Lecture: Tuesday & Thursday 9:30-10:45, LGRC A339
Prerequisites: Interest in learning approaches to artificial intelligence; basic probability theory; computer programming ability. If you have passed Math 515 or equivalent, you have enough basic probility theory. If you have passed a programming course at the level of CMPSCI 287, you have enough programming ability; knowledge of any reasonably-standard programming language is fine. Please talk with the instructor if you want to take the course but have doubts about your qualifications; it may suffice to do some background reading.
Credit: 3 units
Instructor: Andrew Barto, barto@cs.umass.edu, 545-2109
Teaching assistant: To be announced
Required book: We will be using a textbook by R. S. Sutton and the instructor: Reinforcement Learning: An Introduction. Cambridge, MA: MIT Press, 1998. (Clicking on the title will take you to a full description of the book, from which you can obtain a detailed look at what will be covered in this course.) The book is available at the textbook annex.
Schedule: Roughly, the plan is to cover one chapter from the book each week, starting with chapter 1 on September 7 and 12, chapter 2 on September 14 and 19, and so on.
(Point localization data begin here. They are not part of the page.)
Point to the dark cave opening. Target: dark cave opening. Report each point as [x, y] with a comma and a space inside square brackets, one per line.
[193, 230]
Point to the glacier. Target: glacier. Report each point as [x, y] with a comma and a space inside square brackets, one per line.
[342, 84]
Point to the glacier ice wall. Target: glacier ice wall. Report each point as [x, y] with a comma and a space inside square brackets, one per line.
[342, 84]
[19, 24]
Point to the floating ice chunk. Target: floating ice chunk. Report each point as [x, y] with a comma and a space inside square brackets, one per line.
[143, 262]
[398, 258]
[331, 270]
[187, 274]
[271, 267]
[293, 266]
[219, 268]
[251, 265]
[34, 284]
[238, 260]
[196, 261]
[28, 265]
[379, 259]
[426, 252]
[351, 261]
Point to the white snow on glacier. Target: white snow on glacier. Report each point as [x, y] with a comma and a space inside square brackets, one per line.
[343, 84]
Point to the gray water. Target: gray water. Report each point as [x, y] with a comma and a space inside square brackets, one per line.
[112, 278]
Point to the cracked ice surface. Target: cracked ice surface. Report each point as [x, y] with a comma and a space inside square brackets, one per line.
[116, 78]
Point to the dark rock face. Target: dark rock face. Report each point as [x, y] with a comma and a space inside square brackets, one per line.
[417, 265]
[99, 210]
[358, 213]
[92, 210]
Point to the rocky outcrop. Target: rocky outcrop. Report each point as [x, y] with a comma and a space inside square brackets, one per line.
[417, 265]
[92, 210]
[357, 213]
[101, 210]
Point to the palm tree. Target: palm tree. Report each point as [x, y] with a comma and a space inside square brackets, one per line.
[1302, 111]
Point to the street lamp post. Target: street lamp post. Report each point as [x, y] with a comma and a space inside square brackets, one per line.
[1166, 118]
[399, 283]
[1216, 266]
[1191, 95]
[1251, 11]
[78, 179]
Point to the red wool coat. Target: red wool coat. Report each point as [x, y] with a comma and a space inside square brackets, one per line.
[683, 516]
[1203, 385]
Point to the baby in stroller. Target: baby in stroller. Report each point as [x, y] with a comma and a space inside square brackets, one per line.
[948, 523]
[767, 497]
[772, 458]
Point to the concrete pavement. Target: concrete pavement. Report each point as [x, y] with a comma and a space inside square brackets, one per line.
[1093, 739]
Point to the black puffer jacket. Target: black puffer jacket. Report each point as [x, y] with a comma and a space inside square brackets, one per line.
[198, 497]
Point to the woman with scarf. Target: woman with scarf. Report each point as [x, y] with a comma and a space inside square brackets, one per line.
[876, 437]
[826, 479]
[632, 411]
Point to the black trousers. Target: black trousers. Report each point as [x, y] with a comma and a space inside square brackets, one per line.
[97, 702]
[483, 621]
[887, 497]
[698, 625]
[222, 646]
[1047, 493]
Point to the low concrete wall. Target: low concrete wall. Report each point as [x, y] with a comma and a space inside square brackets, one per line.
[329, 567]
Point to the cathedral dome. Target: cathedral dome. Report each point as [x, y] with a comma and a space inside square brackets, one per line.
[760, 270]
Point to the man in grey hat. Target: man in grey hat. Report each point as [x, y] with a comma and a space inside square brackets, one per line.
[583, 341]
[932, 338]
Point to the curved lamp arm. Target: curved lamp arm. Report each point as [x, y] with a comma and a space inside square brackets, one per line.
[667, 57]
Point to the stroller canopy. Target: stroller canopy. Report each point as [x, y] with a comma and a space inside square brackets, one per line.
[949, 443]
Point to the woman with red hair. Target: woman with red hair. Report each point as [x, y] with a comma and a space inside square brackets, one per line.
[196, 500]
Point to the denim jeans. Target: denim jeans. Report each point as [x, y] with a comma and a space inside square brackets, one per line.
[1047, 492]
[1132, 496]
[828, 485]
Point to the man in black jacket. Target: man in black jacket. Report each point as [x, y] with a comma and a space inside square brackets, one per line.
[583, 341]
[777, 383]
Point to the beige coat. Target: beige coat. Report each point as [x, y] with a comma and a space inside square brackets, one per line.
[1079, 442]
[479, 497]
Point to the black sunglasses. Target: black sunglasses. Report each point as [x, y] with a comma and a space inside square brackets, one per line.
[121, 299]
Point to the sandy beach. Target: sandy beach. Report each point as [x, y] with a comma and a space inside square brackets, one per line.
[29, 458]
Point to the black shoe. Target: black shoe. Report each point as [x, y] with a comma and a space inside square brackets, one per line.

Click Lectures below for a detailed schedule.Written Exercises: There will be a set of exercises for each chapter comprising the most of the non-programming exercises in the chapter. These will be due of the last day the chapter is covered in class (generally the second day of the chapter). All exercises will be marked and returned to you. Answer sheets for each week's exercises will be made available at the class on which the exercises are due. So you have turn in your exercises on time!
Programming Exercises: Each student will complete a number of programming exercises during the course. Some of these may be programming exercises from the book, but others will be assigned as well. Students will implement most of the algorithms in the context of constructing a learning "agent". The focus will be on trying out various learning algorithms, not on elaborate programs. We will allow time for students to present the results of these exercises in class as appropriate.
Exams: There will be a closed-book in-class midterm and a closed-book final exam during the exam period.